La « cerise » d’Inga sur le gâteau
Nous nous arrêtons à Pedra da Inga. Par chance, le gardien du site (fermé le lundi), nous autorise à y rentrer. Encore une fois la gentillesse des habitants du Paraíba nous touche. Il est vrai que les touristes étrangers sont très peu nombreux, surtout une famille en bateau accompagnée de son chat bengal !
La pierre d’Inga est un ensemble de pétroglyphes sur basalte situé dans le lit d’une rivière. La plus grande roche qui le compose fait 24 mètres de long pour trois mètres de haut et est gravée de symboles et de glyphes qui, bien que remarquables et spectaculaires, ne sont pas déchiffrés à ce jour. L’endroit est émouvant, d’autant que la nature reprend ses droits, effaçant à tout jamais une partie de ce mystère.

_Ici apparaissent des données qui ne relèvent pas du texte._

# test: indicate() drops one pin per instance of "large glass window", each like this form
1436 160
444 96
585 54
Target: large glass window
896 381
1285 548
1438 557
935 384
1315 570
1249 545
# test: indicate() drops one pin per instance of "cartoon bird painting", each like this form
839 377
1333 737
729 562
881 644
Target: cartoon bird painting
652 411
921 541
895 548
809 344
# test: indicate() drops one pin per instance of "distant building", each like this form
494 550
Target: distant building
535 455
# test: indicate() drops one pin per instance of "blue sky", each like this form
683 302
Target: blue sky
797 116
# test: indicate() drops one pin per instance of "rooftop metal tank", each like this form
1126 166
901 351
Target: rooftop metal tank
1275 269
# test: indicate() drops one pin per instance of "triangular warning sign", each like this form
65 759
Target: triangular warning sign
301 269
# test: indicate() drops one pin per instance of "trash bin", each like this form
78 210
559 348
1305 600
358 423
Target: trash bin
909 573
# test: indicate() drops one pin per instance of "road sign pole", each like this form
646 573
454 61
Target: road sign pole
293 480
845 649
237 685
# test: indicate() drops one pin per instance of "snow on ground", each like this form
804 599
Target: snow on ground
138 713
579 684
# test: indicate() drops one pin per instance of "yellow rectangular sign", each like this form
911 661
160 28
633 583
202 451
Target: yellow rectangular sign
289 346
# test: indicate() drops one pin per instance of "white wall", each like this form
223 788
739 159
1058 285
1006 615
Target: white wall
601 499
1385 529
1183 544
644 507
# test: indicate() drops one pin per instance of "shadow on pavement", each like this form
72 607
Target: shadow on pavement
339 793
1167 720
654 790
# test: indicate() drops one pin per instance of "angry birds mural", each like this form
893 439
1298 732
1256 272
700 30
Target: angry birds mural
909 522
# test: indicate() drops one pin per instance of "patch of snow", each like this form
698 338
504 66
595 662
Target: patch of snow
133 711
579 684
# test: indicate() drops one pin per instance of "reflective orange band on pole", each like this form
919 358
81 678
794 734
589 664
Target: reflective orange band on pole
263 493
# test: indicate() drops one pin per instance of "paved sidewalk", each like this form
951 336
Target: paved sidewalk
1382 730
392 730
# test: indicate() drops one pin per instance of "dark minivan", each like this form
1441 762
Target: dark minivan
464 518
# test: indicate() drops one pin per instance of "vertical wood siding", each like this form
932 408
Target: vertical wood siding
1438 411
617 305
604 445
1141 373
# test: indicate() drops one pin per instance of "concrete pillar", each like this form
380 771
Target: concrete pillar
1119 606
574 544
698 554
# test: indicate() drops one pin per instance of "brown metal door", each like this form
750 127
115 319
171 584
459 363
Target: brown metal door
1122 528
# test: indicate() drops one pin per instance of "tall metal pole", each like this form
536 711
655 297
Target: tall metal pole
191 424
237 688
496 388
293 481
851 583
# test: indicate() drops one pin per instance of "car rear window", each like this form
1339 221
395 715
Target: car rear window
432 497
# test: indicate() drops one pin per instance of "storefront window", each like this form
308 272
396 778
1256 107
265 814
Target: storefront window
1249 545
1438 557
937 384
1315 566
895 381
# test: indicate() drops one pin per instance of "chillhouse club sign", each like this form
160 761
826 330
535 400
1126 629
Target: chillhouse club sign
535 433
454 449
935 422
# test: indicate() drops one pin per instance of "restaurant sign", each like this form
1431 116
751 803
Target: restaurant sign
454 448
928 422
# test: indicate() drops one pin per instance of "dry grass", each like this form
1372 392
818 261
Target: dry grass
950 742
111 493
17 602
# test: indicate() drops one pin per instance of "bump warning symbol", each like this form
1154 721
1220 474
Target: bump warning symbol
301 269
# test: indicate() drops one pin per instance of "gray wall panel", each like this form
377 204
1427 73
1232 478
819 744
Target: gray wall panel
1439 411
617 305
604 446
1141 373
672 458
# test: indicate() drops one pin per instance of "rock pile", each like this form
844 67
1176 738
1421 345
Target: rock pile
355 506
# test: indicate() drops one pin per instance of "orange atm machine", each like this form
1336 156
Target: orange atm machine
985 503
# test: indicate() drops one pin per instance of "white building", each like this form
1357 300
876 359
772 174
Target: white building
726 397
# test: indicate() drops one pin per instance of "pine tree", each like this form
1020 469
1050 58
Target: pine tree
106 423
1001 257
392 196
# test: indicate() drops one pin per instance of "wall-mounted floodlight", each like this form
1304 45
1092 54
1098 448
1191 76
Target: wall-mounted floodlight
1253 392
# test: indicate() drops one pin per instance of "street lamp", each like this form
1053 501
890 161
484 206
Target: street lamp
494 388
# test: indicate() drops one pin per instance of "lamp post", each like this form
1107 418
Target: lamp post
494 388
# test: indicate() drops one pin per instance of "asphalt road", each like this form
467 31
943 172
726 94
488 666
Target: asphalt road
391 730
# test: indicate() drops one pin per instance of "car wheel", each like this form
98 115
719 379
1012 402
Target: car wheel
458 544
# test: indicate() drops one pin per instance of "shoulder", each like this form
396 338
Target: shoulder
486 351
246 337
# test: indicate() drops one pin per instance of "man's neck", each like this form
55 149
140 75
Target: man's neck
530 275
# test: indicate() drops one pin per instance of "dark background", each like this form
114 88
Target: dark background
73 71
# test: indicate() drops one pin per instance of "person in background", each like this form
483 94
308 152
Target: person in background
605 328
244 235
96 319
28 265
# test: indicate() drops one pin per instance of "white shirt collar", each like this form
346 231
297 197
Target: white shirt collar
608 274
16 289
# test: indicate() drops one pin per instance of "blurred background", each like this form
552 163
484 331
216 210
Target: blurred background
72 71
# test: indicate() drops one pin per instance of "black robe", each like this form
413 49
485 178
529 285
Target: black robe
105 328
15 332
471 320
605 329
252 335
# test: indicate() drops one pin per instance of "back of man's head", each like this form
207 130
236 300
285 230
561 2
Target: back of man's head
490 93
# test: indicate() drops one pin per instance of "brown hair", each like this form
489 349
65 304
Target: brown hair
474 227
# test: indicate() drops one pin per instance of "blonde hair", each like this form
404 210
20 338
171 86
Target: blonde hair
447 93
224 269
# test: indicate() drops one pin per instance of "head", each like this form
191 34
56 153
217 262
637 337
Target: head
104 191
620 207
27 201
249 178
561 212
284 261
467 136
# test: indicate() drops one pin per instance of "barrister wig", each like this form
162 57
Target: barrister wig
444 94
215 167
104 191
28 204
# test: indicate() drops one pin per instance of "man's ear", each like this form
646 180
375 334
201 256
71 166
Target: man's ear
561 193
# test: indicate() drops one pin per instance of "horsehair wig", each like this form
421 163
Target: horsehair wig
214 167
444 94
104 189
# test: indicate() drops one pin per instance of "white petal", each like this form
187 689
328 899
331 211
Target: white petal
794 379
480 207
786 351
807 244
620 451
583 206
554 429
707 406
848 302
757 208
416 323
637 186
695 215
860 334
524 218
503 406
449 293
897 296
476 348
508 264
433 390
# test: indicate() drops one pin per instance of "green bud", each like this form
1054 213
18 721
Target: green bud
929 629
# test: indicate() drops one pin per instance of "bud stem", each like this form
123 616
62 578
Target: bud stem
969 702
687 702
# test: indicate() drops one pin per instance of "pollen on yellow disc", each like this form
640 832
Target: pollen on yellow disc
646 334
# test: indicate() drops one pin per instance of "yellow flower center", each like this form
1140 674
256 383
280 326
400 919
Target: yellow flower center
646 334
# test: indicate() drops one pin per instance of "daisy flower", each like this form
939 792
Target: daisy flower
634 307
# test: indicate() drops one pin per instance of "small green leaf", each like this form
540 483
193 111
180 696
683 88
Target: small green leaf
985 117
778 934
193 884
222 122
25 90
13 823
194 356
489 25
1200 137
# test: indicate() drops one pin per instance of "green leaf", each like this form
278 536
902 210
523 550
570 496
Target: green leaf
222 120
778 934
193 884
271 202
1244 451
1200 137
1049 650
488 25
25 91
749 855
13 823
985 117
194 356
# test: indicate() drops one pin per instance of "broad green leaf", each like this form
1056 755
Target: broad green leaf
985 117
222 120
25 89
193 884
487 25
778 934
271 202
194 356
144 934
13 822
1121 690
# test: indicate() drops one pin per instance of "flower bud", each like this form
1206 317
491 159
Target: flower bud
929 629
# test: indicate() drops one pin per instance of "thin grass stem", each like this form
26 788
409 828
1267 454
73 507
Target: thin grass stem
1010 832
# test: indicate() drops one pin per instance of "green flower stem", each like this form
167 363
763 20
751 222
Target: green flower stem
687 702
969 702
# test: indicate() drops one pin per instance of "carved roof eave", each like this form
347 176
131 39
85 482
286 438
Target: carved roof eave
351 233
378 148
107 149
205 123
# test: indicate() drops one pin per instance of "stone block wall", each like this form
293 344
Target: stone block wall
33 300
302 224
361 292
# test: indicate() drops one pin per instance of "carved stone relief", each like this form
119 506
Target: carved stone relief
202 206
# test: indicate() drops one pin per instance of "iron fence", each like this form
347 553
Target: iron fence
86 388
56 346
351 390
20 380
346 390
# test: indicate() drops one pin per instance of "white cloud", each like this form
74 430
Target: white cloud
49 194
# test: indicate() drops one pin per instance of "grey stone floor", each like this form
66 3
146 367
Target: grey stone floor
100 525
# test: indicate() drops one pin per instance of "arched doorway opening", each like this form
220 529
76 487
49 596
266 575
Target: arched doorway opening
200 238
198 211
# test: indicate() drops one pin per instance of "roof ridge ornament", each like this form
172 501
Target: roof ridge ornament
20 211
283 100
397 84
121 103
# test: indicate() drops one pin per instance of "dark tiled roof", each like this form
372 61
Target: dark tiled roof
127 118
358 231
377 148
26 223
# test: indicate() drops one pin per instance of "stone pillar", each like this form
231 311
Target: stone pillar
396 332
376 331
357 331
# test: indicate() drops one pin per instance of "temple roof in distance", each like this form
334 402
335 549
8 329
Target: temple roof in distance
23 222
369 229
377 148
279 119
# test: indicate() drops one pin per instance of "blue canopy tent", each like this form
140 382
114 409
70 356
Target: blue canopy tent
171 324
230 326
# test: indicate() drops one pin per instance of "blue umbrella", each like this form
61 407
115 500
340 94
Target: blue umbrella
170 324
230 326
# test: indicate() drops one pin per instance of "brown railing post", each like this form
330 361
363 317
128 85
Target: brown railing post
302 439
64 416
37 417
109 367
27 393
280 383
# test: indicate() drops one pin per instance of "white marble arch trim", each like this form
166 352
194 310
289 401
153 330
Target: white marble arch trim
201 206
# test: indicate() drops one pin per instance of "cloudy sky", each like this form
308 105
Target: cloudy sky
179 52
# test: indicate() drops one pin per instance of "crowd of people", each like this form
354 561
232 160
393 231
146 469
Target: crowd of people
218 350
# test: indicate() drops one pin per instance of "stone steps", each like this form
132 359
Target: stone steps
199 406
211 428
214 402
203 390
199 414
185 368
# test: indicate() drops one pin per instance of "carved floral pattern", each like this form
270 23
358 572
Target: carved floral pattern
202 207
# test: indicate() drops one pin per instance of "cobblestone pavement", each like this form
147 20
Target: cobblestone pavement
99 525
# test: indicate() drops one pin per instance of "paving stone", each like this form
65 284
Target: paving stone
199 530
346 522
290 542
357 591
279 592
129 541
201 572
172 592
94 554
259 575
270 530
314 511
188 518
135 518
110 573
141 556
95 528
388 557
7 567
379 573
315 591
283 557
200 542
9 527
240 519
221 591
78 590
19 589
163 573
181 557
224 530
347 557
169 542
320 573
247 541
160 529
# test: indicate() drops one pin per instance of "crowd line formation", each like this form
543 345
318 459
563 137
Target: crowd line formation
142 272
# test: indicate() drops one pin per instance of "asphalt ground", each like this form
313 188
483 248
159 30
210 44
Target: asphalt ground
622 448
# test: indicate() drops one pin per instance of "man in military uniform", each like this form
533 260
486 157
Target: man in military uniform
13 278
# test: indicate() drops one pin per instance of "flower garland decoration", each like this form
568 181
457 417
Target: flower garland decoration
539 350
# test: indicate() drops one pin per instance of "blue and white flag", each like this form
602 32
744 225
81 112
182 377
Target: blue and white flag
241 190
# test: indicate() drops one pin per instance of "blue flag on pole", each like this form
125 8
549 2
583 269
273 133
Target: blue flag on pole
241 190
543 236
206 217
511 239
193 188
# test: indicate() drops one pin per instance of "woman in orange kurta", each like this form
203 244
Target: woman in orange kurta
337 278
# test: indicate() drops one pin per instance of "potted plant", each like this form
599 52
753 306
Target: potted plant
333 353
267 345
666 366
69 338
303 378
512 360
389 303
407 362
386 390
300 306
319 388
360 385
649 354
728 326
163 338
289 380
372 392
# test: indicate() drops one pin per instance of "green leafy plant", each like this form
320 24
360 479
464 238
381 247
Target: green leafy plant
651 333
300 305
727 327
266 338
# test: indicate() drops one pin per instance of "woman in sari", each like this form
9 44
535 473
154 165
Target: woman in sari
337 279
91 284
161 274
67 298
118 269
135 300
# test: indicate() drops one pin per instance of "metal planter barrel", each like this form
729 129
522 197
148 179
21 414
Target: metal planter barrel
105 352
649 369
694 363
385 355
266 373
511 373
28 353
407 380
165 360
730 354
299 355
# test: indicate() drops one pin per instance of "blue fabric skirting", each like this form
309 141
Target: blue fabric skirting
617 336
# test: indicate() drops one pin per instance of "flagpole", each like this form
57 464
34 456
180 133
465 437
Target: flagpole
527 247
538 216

Ces 6 jours dans l’arrière-pays du Paraiba nous ont laissés des images plein les yeux, des saveurs nouvelles, des souvenirs de rencontres exceptionnelles. Mais il est temps pour nous de rejoindre la marina. Nous quittons la Marina Jacare mardi 14 mars pour reprendre la mer et longer la côte brésilienne jusqu’à la Guyane. Environ 1500 miles nous séparent des Iles du Salut et de son Bagne.